Racism and the Criminal Justice System

Race and racism are an integral part of the system we live under. This is most apparent in the so-called criminal justice system.

The U.S. police, whose origins lie in subjugating Black slaves in the South, and cracking down on workers in the industrial North, have been used to enforce racist government policies, often through violent force. Police bias and brutality towards people of color has deep roots in this system.

  • Police shootings of unarmed Black men and Native American men are three times higher than that of white people.
  • About one in every 1,000 Black men can expect to be killed by police.
  • In California, Latinos are killed by police at almost three times the rate of white people.
  • Black drivers are 20% more likely to be pulled over than white drivers, often leading to arrest.

With the role police play in enforcing this racial terror, it’s not surprising that some cops have been identified as members of white supremacist groups or sympathizers of these ideologies.

Racism has also fueled the U.S. mass incarceration crisis. Government policies like the War on Drugs led to a huge growth in the criminalization and imprisonment of poor people, with Black people and other minorities being disproportionately affected.

  • Black people make up 13% of the U.S. population, but are nearly 38% of the prison population, which now includes nearly two million people – the highest in the world!
  • Black people are incarcerated at more than five times the rate of whites, often receiving harsher sentences than whites for the same crimes.
  • Formerly incarcerated people face many obstacles: fewer job opportunities, ineligibility for public housing, benefits, and loans, and often being denied the right to vote.

Segregation – Islands of Poverty in Oceans of Wealth

Segregation persists today and limits access to resources in many ways. Here are some:

Home Equity: Homes are often the largest wealth asset for most Americans and segregated markets significantly limit the wealth of ethnic minorities. Historically, people of color have been excluded from certain neighborhoods, and refused insured mortgages, low interest home loans, and more. During the 1930s, the Federal Housing Administration discriminated against qualified Black loan applicants, and the same happened following WWII when Black GIs didn’t receive the loans extended to white GIs. This meant not having home equity for loans and wealth to pass on.

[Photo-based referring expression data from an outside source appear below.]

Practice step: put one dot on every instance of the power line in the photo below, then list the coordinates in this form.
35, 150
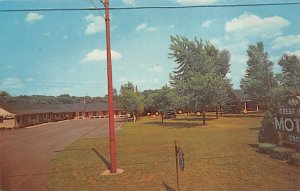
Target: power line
151, 7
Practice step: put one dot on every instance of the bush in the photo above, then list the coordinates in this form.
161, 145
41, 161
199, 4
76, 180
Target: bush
267, 133
295, 159
282, 153
266, 148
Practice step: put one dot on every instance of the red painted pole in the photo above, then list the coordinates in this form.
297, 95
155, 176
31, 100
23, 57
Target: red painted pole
113, 166
176, 155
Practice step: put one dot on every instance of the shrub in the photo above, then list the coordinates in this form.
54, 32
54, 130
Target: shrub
267, 133
266, 148
282, 153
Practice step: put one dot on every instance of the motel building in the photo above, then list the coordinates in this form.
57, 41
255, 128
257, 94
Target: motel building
23, 115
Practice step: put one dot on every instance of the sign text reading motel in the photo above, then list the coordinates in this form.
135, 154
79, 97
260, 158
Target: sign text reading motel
287, 120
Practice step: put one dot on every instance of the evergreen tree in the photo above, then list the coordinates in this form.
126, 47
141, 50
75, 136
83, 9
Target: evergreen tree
258, 80
200, 78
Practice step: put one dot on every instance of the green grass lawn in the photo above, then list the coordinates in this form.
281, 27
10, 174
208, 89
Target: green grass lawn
219, 156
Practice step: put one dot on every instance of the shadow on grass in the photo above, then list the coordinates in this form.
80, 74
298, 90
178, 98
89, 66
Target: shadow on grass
254, 128
243, 115
102, 158
176, 124
167, 187
253, 145
198, 119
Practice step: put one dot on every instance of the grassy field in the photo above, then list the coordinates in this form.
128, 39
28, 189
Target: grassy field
219, 156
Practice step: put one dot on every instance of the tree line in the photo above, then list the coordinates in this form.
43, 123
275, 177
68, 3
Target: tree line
199, 83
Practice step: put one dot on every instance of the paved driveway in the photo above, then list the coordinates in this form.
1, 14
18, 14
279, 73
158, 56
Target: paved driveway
25, 154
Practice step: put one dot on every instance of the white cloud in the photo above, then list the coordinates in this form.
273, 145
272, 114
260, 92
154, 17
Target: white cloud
297, 53
98, 55
196, 2
171, 26
29, 80
96, 24
140, 81
286, 41
155, 69
33, 16
207, 23
12, 83
130, 2
65, 37
145, 28
252, 25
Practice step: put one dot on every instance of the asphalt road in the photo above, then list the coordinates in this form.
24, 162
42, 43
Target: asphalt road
25, 154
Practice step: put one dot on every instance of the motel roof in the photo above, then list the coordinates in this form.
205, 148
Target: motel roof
24, 108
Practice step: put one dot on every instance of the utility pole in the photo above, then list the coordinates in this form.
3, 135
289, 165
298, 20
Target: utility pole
112, 140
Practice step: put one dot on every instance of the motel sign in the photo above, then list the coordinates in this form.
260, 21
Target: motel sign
287, 120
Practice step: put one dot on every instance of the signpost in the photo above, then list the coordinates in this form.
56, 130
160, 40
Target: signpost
287, 120
179, 162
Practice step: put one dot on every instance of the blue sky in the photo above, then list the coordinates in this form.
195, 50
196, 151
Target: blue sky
53, 53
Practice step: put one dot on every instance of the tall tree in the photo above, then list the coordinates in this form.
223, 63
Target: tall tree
200, 77
290, 78
130, 99
259, 79
163, 100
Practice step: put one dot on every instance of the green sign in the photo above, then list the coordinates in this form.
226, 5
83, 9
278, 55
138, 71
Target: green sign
287, 120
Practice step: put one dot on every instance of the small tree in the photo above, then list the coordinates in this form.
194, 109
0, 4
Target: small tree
267, 133
258, 79
164, 100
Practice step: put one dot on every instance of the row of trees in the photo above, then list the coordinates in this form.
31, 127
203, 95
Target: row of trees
265, 87
5, 97
199, 82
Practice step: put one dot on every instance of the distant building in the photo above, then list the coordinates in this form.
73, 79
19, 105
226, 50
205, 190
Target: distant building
24, 115
248, 105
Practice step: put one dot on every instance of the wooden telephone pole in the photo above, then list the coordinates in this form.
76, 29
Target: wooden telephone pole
112, 140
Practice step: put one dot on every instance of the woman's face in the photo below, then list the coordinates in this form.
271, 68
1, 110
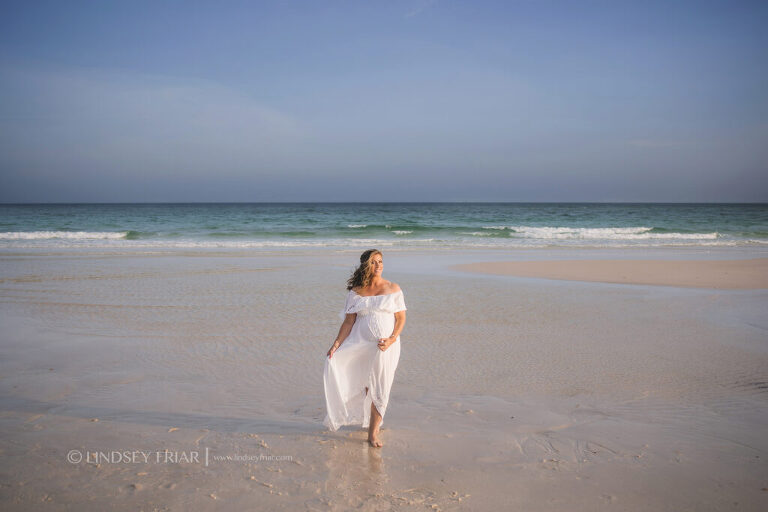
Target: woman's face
377, 264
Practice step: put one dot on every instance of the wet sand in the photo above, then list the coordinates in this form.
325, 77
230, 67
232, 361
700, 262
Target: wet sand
746, 274
510, 393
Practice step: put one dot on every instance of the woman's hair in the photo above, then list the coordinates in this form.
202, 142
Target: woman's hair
361, 276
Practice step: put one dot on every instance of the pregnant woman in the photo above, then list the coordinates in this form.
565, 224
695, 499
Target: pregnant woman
361, 362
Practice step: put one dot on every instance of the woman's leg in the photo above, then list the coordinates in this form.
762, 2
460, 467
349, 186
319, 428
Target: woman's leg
373, 428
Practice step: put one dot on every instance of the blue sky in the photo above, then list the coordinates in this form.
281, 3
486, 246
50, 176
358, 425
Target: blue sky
383, 101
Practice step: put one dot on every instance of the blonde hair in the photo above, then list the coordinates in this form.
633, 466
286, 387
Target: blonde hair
362, 275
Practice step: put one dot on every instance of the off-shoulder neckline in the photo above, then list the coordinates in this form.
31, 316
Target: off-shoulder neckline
382, 295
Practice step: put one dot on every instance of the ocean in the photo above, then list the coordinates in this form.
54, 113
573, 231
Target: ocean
272, 226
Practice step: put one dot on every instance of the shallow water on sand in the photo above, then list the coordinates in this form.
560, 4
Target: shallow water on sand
504, 373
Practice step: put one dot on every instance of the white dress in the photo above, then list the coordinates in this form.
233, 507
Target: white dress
359, 363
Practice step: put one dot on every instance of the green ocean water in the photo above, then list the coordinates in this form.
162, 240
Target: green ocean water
423, 225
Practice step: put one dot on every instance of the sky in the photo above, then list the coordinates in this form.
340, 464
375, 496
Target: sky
418, 100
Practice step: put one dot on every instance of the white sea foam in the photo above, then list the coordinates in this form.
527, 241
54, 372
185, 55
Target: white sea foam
70, 235
614, 233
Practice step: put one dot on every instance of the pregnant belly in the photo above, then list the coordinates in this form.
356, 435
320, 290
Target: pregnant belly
375, 326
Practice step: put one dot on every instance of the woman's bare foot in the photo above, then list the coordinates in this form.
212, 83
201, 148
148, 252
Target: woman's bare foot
373, 439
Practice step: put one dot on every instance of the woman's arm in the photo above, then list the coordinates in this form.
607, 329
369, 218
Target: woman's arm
385, 343
399, 324
344, 330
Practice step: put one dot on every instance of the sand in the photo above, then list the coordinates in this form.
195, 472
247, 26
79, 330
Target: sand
510, 394
747, 274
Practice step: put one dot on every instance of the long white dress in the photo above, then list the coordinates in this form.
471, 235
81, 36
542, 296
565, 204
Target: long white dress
359, 363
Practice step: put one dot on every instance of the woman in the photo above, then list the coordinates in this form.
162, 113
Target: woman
361, 362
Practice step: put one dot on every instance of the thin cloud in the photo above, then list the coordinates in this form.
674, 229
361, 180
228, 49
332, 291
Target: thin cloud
420, 7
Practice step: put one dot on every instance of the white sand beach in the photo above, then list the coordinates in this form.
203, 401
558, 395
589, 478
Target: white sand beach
512, 392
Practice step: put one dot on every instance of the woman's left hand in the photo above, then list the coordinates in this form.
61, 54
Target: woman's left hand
384, 343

Schools Still Separate, Still Unequal: Despite the Supreme Court ruling in 1954 making segregation in public education illegal, public education remains extremely segregated. More than half of schoolchildren are in racially concentrated districts, where over 75% of students are either predominantly white or nonwhite. Predominantly nonwhite districts get about $2,200 less per student than predominantly white districts! On top of this, Black students continue to face punishments, like suspensions and expulsions, at a higher rate than white students for the same offenses.

Access to Jobs: From the 1960s until today, a large number of jobs were moved to suburban areas or to other countries while the poorest sections of the working class remained segregated in “inner city” neighborhoods, with limited access to jobs paying living wages. Racial discrimination still impacts hiring practices. For example, Black college graduates had a higher unemployment rate than whites with only a high school diploma in 2019. Also, the jobs that people of color usually have access to tend to pay much lower wages. In the first months of 2021 the median weekly income for white workers was $1,006, while it was $799 for Black workers and $750 for Latino workers.

Poverty: The consequences of being locked out of opportunities are enormous! While 14.4% of all Americans live below the poverty line, the number is almost double for Native Americans at 26.8% and African Americans at 25.6%! For Latinos, it is also extremely high at 20.9%. Despite Black people making up 13% of the total population, they make up 40% of the homeless population. Those living in poverty deal with substandard housing, homelessness, hunger, inadequate healthcare, unsafe neighborhoods, and much more. This is intolerable!